Nach den ersten Tagen in Valparaiso sind wir mit einem Mitbewohner von Martina aufgebrochen nach Coquimbo. Dort haben wir bei seiner kleinen Schwester im Zimmer schlafen dürfen, welche wohl dann in das Zimmer seiner großen Schwester umgezogen ist. Das ist Gastfreundschaft.
Coquimbo
, ist ein schönes mittelgroßes Städchen, mit nem urigen Fischerhafen, ner schönen Innenstadt, einer Moschee und vor allem dem Millenium Kreuz, dem größten Kreuz auf der ganzen weiten Welt. Was das Betonungetüm von nahem aber auch nicht schöner macht. Deshalb gibts auch nur ein Bild aus der Ferne.
Neben Coquimbo liegt das etwas großere La Serena. Dort haben wir auf einem Markt ein Llama gesehen.

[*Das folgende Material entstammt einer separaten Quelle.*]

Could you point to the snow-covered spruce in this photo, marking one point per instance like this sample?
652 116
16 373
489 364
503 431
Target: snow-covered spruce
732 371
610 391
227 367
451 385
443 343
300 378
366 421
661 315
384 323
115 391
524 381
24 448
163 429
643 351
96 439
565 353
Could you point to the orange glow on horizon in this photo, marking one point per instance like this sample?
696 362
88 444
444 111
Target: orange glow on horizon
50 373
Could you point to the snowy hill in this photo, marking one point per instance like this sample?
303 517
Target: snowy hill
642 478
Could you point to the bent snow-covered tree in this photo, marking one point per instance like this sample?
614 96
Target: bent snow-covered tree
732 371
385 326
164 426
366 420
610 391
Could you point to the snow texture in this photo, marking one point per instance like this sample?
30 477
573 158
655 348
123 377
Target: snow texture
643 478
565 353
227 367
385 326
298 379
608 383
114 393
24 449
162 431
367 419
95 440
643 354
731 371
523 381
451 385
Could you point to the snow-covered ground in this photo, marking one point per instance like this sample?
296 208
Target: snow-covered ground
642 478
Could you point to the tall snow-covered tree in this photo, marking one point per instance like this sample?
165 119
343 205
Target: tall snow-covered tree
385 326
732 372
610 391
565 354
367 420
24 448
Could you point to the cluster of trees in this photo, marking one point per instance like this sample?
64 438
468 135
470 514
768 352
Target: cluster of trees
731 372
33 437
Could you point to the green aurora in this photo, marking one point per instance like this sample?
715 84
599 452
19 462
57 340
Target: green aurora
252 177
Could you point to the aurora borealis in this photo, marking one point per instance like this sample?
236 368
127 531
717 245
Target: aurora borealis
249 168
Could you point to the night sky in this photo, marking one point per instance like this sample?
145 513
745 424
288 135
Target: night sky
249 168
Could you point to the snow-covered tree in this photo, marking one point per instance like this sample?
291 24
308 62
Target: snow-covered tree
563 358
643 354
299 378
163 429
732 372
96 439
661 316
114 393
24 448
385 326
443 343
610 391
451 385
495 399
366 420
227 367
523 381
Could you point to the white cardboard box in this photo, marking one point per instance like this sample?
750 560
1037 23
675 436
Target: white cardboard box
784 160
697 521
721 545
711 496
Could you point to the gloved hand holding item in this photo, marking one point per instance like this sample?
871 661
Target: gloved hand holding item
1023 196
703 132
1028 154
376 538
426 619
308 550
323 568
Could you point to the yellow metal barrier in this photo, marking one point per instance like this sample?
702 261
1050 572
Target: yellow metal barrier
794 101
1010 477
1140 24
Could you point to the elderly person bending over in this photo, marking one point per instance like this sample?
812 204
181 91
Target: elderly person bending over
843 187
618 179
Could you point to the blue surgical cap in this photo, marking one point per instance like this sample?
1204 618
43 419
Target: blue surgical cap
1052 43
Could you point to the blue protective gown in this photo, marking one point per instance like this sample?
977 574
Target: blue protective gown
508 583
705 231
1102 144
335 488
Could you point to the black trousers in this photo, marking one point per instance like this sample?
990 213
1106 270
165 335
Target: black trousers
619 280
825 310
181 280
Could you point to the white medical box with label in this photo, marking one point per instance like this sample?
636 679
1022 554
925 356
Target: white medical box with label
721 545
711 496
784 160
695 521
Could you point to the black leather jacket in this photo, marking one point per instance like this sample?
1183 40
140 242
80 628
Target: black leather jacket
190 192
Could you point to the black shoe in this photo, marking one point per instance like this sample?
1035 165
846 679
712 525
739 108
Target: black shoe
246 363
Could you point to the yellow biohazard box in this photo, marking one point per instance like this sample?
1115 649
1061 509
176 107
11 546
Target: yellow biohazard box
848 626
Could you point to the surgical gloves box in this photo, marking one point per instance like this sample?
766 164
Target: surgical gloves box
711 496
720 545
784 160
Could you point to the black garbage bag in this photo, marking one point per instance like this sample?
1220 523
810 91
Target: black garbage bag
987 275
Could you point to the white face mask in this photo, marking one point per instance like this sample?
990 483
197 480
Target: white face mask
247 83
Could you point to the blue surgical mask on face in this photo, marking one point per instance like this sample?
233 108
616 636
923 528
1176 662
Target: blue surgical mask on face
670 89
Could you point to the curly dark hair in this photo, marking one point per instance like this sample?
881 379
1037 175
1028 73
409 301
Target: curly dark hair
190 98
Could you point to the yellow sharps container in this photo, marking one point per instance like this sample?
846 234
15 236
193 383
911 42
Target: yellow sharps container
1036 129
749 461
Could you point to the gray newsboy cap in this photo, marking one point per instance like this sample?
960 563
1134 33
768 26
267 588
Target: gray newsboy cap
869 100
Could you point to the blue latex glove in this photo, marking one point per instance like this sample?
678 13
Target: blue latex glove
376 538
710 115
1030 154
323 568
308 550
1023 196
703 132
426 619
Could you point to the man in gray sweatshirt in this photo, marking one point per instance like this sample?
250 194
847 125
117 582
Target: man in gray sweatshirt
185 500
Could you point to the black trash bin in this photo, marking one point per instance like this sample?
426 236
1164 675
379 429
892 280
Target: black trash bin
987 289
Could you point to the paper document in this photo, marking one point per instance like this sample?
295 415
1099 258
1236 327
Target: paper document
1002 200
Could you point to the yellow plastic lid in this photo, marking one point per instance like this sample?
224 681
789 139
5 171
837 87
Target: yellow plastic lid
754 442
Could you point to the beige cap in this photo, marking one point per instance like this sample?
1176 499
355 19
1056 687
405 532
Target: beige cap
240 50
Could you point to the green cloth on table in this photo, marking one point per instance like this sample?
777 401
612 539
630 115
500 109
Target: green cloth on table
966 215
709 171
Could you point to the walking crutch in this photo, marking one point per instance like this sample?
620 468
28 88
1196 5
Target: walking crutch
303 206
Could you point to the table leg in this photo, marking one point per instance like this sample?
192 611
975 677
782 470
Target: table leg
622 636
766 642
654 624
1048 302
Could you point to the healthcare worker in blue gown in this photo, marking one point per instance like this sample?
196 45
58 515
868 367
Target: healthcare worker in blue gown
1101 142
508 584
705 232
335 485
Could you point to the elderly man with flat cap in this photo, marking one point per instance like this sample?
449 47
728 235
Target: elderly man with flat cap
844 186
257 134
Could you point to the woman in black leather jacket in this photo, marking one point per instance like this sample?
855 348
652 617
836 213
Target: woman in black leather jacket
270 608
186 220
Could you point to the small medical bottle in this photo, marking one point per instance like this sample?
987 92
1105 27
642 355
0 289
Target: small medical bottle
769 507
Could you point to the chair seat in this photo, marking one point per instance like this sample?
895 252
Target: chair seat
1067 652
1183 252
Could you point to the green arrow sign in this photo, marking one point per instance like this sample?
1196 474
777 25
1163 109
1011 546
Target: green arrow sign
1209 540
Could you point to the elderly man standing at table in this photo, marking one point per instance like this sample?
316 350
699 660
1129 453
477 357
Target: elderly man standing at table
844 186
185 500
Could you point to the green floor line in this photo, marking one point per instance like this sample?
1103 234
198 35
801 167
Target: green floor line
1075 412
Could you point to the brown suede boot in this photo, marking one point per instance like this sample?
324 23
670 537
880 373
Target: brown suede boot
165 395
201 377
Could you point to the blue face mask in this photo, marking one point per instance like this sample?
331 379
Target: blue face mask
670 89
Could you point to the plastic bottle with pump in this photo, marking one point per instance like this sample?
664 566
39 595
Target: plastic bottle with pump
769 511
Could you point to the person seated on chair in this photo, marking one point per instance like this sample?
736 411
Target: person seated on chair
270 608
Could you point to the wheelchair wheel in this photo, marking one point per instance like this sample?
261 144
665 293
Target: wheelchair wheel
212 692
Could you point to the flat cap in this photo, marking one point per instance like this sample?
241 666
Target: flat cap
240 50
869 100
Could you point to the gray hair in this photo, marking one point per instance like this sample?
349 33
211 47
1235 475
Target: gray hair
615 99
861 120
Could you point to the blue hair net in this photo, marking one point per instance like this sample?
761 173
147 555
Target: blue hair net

Neben den unzähligen wilden Hunden, die in den Städten herumstreunen, war das natürlich eine echte Sensation. Gespuckt hat es alledings nicht. Unzählig sind in den chilenischen Städten neben den Hunden auch die Strom und Telefonkabel. Man hat fast den eindruck, wenn da einer Strom braucht, dann schmeißt er halt mal schnell selbst nen neues Kabel in die Landschaft.